NEWSLETTER

Please keep me up to date about current SWC events & activities.

OUR PARTNERS

“A growing data commons from meaningful bits and pieces”

19.08.2008

Richard Cyganiak

Richard Cyganiak, a researcher at the Digital Enterprise Research Institute (DERI) in Galway, talks about the benefits of semantic web indices, data dictionaries and the similarities between the Linked Data initiative and the Semantic Web's orginal impetus. The interview was led by Andreas Blumauer.

INTERVIEW

Richard, you are working for DERI Galway, the world's largest research institute in the area of the Semantic Web. Tell us a bit about ongoing projects - what are the major efforts at the moment in Galway?

There are lots of fascinating projects going on in DERI, too many to enumerate here, like the Nepomuk project that develops a Semantic Desktop infrastructure that is becoming part of the KDE desktop environment, or the Okkam project which aims at developing an “Entity naming system” for worldwide identifier management, just as we have the Domain Name System (DNS) now.

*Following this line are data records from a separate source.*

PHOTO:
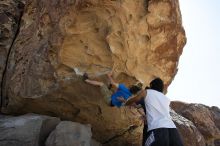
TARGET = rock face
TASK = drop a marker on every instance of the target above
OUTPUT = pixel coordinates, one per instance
(188, 131)
(26, 130)
(10, 14)
(206, 119)
(59, 40)
(70, 134)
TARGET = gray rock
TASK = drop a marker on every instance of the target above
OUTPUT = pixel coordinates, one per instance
(26, 130)
(70, 134)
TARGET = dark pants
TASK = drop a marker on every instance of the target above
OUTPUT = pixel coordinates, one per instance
(144, 134)
(163, 137)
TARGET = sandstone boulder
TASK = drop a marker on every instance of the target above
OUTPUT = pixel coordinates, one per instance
(204, 118)
(188, 131)
(26, 130)
(59, 40)
(70, 134)
(10, 15)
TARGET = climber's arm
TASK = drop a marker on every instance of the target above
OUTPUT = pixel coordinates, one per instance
(112, 80)
(134, 99)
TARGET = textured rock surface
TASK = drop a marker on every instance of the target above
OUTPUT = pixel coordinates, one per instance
(188, 131)
(206, 119)
(59, 39)
(26, 130)
(10, 14)
(70, 134)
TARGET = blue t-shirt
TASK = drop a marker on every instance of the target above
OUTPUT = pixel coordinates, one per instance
(122, 91)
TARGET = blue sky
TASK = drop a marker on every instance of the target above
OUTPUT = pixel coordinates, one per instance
(198, 78)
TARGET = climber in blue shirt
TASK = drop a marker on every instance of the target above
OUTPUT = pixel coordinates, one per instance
(115, 94)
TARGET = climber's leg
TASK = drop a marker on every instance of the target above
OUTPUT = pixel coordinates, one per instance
(107, 94)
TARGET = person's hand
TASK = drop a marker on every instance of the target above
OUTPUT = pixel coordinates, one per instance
(110, 74)
(121, 99)
(143, 119)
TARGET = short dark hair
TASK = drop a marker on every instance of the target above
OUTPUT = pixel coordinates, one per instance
(157, 84)
(134, 89)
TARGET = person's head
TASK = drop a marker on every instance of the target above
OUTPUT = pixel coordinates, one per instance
(134, 89)
(157, 84)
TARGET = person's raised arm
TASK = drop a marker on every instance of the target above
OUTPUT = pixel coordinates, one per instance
(112, 81)
(134, 99)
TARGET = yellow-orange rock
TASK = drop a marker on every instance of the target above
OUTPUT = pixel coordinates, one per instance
(62, 38)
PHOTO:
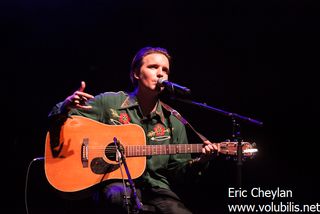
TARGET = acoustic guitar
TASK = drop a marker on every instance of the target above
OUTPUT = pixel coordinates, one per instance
(83, 153)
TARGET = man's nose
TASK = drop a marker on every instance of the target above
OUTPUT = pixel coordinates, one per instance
(160, 73)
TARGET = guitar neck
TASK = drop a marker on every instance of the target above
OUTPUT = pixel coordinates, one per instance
(143, 150)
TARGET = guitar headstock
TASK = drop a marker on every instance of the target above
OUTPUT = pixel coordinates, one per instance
(231, 148)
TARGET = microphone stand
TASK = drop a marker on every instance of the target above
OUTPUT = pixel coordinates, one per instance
(235, 130)
(138, 205)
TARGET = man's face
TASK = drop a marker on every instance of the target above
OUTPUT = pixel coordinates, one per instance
(154, 66)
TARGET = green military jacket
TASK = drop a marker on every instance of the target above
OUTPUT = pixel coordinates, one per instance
(161, 127)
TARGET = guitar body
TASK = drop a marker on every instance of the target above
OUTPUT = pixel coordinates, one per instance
(79, 157)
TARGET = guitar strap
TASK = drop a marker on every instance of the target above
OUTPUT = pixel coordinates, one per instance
(183, 120)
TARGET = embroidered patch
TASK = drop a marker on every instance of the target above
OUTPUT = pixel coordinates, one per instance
(159, 133)
(124, 118)
(117, 119)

Semantic Web Indeces and Search Engines

You are involved in a project called Sindice. Sindice is "the" semantic web index. Considering all the different "semantic search engines" out there at the moment, end-user might get confused by this term. What is difference between Sindice and semantic search engines like Hakia or Powerset?

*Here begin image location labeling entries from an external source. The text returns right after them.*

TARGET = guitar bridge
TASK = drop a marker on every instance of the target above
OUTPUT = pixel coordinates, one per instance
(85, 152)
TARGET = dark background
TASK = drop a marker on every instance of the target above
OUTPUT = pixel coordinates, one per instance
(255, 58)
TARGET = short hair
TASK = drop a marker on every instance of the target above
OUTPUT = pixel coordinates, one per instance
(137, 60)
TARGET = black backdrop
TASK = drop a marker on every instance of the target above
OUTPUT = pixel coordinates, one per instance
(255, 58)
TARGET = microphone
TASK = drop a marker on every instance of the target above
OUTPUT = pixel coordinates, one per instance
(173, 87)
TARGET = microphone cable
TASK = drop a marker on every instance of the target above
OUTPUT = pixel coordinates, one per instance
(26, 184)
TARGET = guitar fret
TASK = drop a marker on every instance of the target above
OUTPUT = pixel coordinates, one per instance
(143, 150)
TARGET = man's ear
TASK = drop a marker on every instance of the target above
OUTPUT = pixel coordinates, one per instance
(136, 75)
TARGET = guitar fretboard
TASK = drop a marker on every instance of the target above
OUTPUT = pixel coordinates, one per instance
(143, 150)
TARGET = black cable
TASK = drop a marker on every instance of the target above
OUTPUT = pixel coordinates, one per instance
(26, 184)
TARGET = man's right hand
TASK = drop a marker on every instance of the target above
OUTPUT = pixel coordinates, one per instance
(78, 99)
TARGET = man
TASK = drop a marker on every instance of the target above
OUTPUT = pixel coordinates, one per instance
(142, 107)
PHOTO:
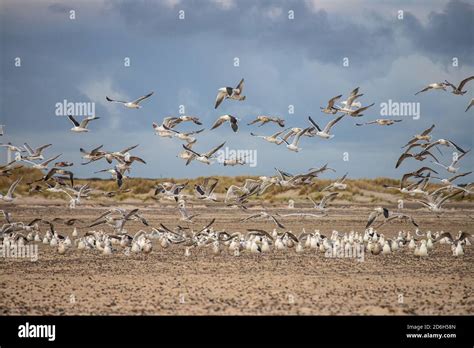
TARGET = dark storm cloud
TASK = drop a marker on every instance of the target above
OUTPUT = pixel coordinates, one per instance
(447, 34)
(323, 36)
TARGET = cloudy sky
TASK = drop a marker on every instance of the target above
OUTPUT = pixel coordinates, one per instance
(285, 61)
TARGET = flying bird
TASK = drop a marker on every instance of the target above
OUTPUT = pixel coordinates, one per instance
(205, 157)
(471, 103)
(230, 93)
(458, 90)
(437, 85)
(330, 108)
(226, 118)
(324, 133)
(262, 119)
(131, 104)
(81, 127)
(380, 122)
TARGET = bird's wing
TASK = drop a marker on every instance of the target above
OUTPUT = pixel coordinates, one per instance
(191, 150)
(73, 120)
(240, 86)
(214, 150)
(218, 122)
(313, 123)
(220, 97)
(332, 123)
(13, 187)
(115, 101)
(427, 131)
(142, 98)
(333, 100)
(463, 82)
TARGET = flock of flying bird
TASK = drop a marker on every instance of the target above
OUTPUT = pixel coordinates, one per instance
(60, 179)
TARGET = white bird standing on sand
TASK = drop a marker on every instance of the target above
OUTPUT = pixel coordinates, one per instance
(324, 133)
(230, 93)
(81, 127)
(457, 90)
(131, 104)
(35, 154)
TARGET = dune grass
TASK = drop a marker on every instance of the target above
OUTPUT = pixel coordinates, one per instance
(368, 190)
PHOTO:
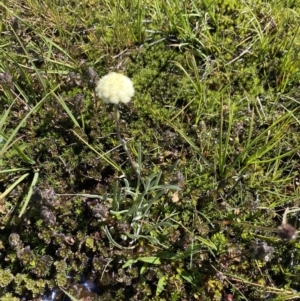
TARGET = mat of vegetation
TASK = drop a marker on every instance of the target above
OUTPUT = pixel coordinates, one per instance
(192, 192)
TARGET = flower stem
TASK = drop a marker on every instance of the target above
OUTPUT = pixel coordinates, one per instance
(124, 145)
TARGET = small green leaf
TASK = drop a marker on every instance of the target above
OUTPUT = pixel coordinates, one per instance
(160, 285)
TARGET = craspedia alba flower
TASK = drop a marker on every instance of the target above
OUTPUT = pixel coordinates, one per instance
(115, 88)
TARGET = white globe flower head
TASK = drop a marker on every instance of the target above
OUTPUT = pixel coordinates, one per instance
(115, 88)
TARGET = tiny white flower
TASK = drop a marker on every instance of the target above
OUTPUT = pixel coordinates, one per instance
(115, 88)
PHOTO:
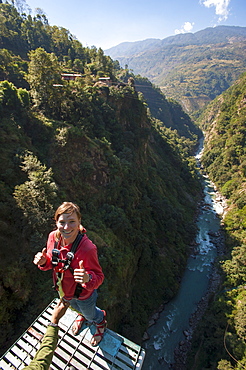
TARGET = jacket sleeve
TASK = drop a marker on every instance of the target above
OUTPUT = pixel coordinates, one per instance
(93, 268)
(44, 355)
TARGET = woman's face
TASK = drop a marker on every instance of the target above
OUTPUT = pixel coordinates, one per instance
(68, 225)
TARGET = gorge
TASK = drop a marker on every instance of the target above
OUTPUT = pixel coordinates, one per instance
(169, 338)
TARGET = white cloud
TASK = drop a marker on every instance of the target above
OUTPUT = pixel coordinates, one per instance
(221, 7)
(187, 27)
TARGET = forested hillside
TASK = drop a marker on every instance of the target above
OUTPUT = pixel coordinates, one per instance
(222, 343)
(132, 175)
(190, 68)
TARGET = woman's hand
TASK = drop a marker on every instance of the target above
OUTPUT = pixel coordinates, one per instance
(40, 258)
(80, 276)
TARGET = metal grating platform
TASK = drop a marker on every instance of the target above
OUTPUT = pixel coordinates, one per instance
(113, 352)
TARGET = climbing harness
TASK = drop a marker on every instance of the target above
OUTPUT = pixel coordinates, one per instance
(59, 272)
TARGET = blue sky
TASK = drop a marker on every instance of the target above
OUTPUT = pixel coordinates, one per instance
(107, 23)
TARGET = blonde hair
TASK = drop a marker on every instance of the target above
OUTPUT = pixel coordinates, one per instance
(68, 207)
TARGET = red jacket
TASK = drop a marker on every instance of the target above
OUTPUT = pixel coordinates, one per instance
(86, 251)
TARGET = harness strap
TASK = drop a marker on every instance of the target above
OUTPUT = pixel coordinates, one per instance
(74, 247)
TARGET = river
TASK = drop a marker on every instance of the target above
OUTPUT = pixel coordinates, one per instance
(173, 325)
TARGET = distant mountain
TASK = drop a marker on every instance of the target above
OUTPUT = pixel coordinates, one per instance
(191, 68)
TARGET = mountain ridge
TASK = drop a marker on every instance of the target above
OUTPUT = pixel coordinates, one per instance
(190, 68)
(195, 38)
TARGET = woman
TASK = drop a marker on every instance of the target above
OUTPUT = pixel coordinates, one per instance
(77, 274)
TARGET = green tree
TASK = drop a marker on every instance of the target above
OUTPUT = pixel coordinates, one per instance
(36, 196)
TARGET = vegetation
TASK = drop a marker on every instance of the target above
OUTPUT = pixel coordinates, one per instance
(222, 343)
(97, 145)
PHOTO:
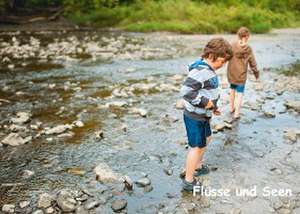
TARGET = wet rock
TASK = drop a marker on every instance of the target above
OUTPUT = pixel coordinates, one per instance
(117, 104)
(82, 198)
(58, 129)
(291, 135)
(118, 205)
(269, 114)
(24, 204)
(20, 93)
(99, 134)
(128, 182)
(8, 208)
(81, 210)
(38, 212)
(236, 211)
(52, 86)
(293, 105)
(124, 127)
(17, 128)
(22, 117)
(76, 171)
(45, 200)
(139, 111)
(105, 174)
(91, 205)
(276, 170)
(27, 174)
(284, 211)
(14, 139)
(66, 135)
(277, 204)
(168, 171)
(148, 188)
(189, 207)
(179, 104)
(78, 124)
(142, 182)
(205, 202)
(49, 210)
(65, 200)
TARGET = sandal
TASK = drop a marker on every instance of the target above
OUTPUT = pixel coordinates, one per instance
(198, 172)
(189, 186)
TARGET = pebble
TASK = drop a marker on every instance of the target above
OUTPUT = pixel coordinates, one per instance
(91, 205)
(8, 208)
(45, 200)
(24, 204)
(142, 182)
(27, 174)
(118, 205)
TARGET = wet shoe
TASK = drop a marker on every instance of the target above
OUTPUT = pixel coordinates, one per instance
(198, 172)
(204, 170)
(189, 186)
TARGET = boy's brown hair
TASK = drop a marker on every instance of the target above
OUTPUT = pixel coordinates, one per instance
(243, 32)
(217, 47)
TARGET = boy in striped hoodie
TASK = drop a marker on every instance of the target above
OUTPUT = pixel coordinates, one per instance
(200, 94)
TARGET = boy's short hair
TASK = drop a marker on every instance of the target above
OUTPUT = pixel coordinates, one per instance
(217, 47)
(243, 32)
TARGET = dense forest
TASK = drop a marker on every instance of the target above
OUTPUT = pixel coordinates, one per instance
(187, 16)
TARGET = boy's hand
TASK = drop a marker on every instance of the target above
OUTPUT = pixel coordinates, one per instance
(209, 105)
(217, 112)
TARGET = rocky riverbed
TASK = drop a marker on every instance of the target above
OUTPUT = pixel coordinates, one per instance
(91, 122)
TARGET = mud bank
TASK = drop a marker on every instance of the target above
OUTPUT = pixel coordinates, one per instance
(98, 135)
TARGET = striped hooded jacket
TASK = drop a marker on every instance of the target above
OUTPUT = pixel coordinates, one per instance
(200, 86)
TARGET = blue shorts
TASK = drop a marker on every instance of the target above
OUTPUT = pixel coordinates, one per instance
(238, 88)
(197, 131)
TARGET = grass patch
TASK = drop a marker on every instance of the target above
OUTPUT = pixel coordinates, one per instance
(187, 16)
(292, 70)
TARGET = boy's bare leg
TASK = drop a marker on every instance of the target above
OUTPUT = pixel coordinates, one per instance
(208, 140)
(192, 160)
(238, 105)
(232, 97)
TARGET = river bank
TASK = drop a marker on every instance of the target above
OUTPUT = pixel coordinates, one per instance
(89, 128)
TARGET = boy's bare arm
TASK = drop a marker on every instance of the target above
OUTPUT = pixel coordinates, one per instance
(253, 65)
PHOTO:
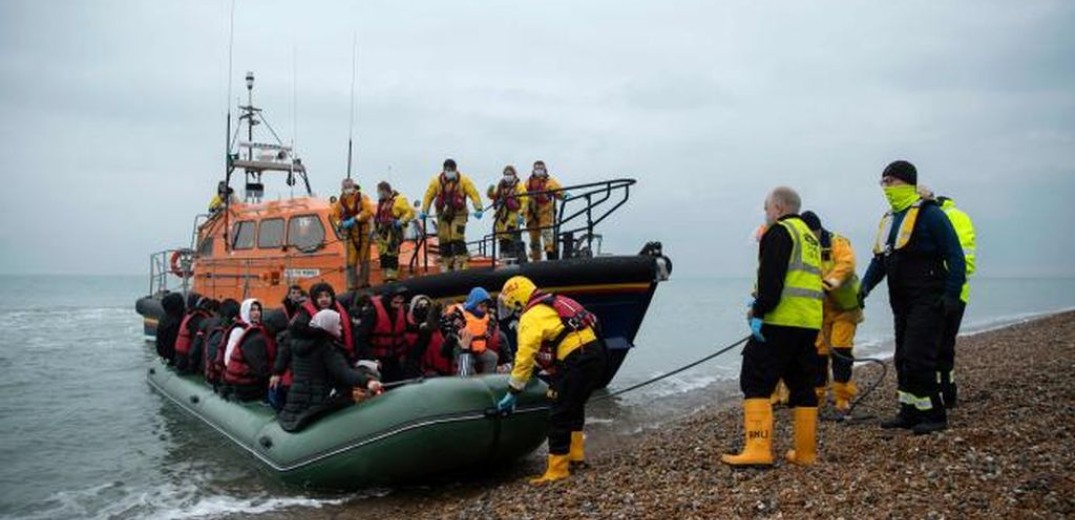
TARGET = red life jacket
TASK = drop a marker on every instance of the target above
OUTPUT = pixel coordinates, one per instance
(572, 315)
(387, 338)
(186, 337)
(453, 199)
(538, 184)
(348, 343)
(385, 215)
(237, 372)
(216, 342)
(506, 197)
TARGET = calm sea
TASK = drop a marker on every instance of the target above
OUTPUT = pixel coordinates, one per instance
(84, 436)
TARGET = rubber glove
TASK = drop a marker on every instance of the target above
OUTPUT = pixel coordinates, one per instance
(506, 403)
(756, 329)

Hakia and Powerset try to address an old problem in a new way: How to find information in a large number of text documents? It's the same problem that Google deals with; but while Google relies on keywords and massive scale, Hakia and Powerset look at the text in a deeper way, trying to “understand” its meaning and extracting facts from the sentences. That's why they can answer natural-language questions, while Google just shows documents that contain certain keywords.

Sindice works differently. We don't look much at the words in web pages. We look at bits and pieces of data that publishers have embedded into their pages. This has become possible thanks to technologies such as microformats, RDF/XML and RDFa. At the moment, only a small fraction of web pages contain these bits of data, but the size of this “Web of Data” is growing. Collecting this data allows us to build a database of assertions published by many different parties. This approach involves much less guesswork than the natural-language approach, but at the same time it limits us to the data explicitly marked up using microformats and RDF.

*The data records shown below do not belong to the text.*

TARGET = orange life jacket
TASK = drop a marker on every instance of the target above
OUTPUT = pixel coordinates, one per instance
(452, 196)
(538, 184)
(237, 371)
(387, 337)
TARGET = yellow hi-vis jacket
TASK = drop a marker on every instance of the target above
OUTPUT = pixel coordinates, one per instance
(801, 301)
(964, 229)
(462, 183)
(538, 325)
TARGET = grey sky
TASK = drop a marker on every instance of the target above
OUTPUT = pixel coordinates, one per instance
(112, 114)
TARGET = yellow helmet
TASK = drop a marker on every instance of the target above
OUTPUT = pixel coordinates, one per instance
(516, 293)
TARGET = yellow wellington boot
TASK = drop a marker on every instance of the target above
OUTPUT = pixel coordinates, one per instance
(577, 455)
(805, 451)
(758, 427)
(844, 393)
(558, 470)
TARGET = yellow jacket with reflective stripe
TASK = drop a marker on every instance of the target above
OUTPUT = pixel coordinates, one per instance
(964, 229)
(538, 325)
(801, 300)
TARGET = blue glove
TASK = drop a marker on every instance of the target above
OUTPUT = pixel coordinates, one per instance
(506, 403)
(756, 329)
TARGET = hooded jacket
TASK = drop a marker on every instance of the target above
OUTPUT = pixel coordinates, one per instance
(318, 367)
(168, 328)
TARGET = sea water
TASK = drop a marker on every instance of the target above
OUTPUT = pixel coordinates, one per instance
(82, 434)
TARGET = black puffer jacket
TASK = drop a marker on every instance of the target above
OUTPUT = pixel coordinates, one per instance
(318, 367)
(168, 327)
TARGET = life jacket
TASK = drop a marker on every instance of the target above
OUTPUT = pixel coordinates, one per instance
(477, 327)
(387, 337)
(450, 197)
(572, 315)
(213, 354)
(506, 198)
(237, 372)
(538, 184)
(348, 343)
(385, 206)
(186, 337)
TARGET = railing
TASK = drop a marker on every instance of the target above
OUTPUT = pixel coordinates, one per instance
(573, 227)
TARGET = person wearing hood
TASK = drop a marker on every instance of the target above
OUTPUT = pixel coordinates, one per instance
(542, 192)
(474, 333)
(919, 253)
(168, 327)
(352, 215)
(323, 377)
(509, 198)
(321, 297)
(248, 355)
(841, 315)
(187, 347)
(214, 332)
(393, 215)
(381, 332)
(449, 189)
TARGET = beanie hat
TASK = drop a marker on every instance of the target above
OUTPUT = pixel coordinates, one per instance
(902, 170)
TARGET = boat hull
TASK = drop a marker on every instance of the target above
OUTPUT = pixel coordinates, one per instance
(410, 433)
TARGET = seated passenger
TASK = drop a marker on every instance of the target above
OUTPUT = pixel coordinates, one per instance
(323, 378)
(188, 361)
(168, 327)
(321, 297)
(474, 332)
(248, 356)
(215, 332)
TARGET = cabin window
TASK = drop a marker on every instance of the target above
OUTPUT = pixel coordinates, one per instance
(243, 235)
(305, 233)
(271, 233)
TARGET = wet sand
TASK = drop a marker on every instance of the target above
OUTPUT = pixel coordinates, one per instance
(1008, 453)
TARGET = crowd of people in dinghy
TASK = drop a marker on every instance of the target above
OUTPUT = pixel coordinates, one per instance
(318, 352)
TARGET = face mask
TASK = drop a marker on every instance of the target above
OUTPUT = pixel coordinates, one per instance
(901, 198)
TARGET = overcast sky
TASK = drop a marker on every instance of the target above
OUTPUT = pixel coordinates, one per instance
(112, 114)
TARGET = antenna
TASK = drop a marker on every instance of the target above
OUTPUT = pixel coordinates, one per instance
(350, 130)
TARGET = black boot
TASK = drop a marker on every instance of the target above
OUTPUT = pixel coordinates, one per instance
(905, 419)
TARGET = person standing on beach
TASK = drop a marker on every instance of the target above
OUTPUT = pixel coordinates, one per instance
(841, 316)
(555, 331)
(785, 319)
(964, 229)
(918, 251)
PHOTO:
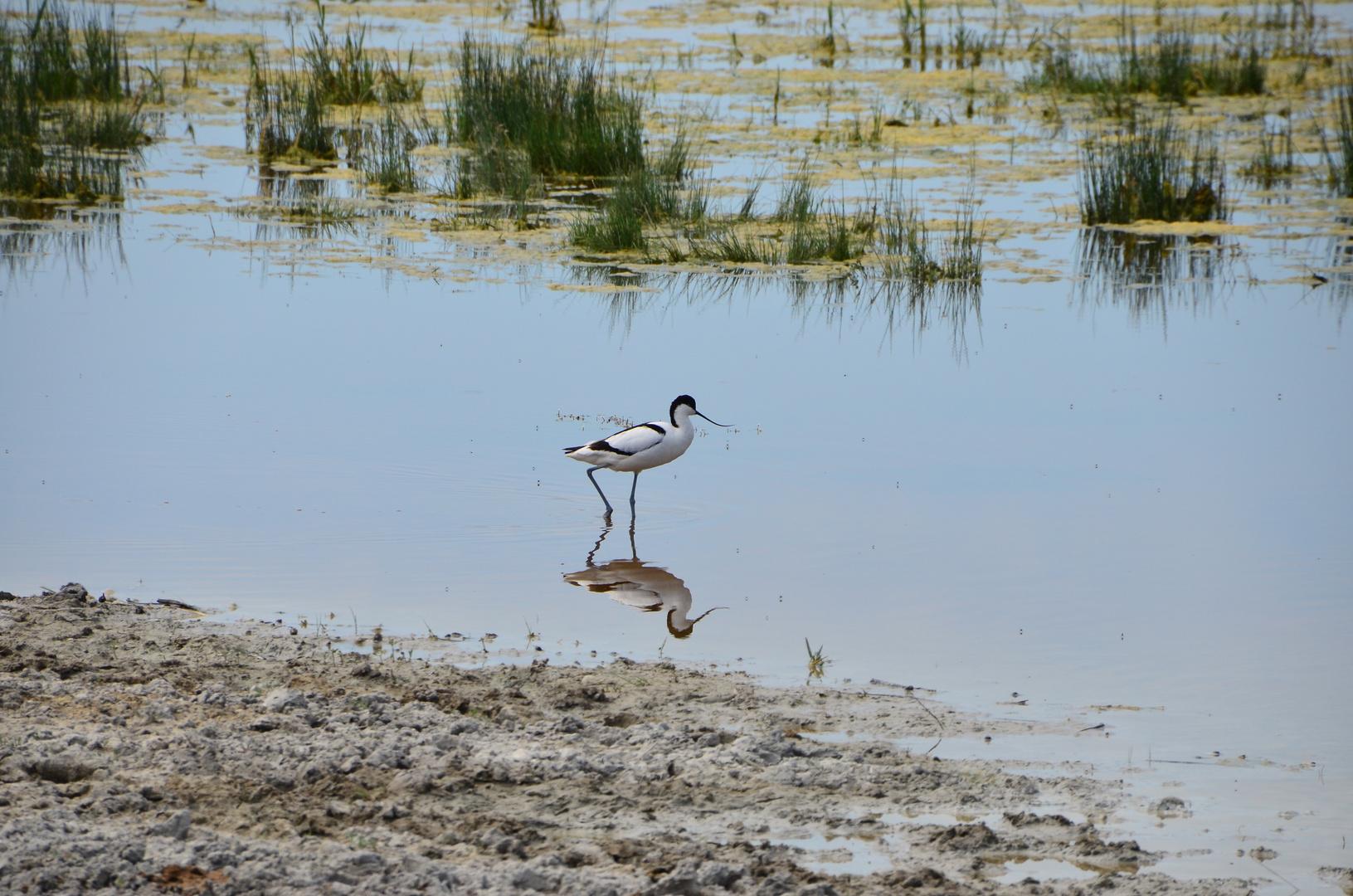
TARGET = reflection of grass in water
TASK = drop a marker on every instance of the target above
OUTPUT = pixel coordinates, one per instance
(51, 231)
(544, 17)
(1151, 274)
(304, 202)
(66, 129)
(1151, 173)
(859, 297)
(1341, 261)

Another difference is that Sindice is not aimed at end users. We give application developers access to our database by using different APIs. We want them to build exciting new applications using the data that is out there. Our contribution is that we save them the hassle of finding and collecting all this data. At the same time, we analyse the Web of Data to better understand its structure and the technical challenges created by its growth.

Reasoning and Data Dictionaries

Sindice performs sophisticated reasoning which dramatically enhances data reusability, search precision, and recall. When do you think these kinds of technologies will become mainstream and will be part of major search engines or of the enterprise stack?

Reasoning is important in an open system where we cannot force everyone to agree on a single schema. When publishers put data in RDF on the Web, they usually also publish their RDF Schema, or data dictionary. Or they re-use an existing, community-developed data dictionary. These dictionaries often state how their terms relate to those in other dictionaries. For example, a person's NAME can be considered a general LABEL for the entity. We use reasoning to automatically translate data based on these annotations. This allows users to formulate queries using the terms from either dictionary. In Sindice we support the RDF Schema semantics but also part of the OWL semantics (OWL Horst).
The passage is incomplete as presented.